The Pratt family’s Noble Fir is a silvery-blue variety that naturally grows with a little more space between branches. The other brand offered at Mt. Rainier Nobles is the thick, glossy-green Nordmann, according to Anthony Stair, who manages the tree farm this time of year.

Stair’s parent’s, Lynette and Richard Stair, purchased the farm this year from Mark and Lorraine Buckingham, who planted the first trees about 26 years ago. A former airline pilot, Mark purchased the Enumclaw property as a hobby for his retirement.

John Ryan Shumway, 3 and a half years old, shows off his toy chainsaw. Photo by Alex Bruell

John Ryan Shumway, 3 and a half years old, shows off his toy chainsaw. Photo by Alex Bruell

The Buckinghams ran it until Mark, who died in 2020, became too ill to manage the farm on his own. The Stairs helped run it over the last three years or so before purchasing it.

Lorraine still helps out at the tree farm, and with how it’s grown from Mark’s small hobbyist operation, he “would be thrilled with this,” she said.

The tree farm closed for the season Dec. 5, and the Stairs plan to plant around 1,500 trees this spring, Stair said.

Aside from the pretty workplace, the Stairs have another reason to be thankful: Frowns are few and far between at a Christmas tree farm.

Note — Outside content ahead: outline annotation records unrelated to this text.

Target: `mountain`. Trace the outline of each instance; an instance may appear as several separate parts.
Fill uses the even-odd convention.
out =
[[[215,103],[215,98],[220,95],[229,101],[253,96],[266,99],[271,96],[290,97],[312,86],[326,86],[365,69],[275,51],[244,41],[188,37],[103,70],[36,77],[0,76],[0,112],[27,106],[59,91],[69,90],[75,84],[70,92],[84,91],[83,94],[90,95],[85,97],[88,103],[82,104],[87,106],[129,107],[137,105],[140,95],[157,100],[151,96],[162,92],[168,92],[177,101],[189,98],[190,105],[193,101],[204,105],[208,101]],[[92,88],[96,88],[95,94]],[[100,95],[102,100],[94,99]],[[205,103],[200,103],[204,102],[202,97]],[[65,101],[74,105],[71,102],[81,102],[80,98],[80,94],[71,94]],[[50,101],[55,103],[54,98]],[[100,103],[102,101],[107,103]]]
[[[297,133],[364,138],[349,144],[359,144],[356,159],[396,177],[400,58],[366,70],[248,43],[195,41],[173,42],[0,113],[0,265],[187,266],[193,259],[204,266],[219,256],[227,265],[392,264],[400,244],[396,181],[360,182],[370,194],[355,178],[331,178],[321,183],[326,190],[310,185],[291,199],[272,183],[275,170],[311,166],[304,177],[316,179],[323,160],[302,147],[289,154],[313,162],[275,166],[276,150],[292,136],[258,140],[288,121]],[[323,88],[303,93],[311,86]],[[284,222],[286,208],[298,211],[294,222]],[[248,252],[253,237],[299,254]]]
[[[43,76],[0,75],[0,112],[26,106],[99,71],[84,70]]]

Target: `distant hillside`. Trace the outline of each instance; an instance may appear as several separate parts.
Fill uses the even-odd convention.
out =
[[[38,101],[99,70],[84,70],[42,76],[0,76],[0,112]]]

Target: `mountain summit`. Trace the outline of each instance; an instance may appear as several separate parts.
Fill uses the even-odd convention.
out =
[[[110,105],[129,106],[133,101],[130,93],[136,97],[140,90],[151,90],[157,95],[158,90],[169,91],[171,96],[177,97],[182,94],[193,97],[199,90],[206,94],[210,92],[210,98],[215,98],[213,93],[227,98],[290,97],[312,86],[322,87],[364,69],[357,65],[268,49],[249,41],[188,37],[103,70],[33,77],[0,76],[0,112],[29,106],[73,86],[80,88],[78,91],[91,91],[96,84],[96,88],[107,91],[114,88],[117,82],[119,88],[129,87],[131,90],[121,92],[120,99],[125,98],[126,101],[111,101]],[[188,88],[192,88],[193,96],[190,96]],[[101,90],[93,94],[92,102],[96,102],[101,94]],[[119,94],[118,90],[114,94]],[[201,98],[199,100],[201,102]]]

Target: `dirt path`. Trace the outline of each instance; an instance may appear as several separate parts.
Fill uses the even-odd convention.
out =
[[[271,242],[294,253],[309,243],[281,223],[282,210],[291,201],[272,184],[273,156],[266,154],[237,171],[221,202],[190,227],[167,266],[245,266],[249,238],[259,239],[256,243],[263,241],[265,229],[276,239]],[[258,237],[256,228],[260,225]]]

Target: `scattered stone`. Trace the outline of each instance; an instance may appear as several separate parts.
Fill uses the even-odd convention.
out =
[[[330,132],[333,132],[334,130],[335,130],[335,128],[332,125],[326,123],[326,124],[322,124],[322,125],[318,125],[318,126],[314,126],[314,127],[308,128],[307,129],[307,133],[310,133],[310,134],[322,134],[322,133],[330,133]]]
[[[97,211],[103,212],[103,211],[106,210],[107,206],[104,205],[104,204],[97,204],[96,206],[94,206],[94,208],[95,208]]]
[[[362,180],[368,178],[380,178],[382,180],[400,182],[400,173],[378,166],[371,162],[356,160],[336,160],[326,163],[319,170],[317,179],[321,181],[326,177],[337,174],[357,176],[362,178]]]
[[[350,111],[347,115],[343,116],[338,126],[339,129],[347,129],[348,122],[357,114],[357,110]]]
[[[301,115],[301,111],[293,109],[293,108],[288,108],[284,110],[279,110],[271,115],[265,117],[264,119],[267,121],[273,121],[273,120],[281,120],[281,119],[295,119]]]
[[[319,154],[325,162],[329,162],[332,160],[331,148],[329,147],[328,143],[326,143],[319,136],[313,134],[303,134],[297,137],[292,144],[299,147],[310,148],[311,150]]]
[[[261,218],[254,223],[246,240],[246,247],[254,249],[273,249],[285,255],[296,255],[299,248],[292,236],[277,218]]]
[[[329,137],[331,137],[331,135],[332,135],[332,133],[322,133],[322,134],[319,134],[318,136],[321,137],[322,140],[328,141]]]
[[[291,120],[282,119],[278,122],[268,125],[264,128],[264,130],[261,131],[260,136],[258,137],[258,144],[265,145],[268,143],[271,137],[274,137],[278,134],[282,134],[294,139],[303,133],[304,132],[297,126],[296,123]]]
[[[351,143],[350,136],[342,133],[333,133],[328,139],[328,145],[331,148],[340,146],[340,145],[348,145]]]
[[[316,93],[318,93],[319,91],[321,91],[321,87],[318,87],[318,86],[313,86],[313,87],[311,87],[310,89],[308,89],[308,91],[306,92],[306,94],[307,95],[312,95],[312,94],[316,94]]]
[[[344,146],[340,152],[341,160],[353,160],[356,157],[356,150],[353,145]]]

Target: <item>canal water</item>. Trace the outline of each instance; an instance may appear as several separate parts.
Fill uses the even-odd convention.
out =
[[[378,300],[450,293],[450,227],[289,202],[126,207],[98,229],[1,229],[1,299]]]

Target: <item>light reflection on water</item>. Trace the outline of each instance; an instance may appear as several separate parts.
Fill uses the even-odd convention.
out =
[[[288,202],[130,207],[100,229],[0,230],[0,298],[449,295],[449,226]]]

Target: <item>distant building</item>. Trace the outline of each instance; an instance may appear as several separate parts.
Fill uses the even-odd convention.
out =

In other jobs that interact with the public, “it’s hit or miss if someone you interact with is happy,” Stair said. “Maybe there’s one bad apple in the whole season, but for the most part everyone is happy to be here.”

Charlie puts an arm around her little sister Kacey on a hay ride around the tree farm.

Charlie puts an arm around her little sister Kacey on a hay ride around the tree farm.

If this winter holiday season and the last have felt more fraught than those before, perhaps there’s a lesson to be learned from the two sisters whose ages only add up to 12.

During a hay ride around the farm on their tree-cutting expedition, Charlie and Kacey breathlessly recounted their recent letters from St. Nicholas, who wrote to say they both made his good list. Charlie said that’s because “me and Kacey have been playing together and working out fights.”

“When me and Kacey have fights … Mom helped us sort it out, and we became friends again,” she said. “At the end of the day, we’re back to sisters.”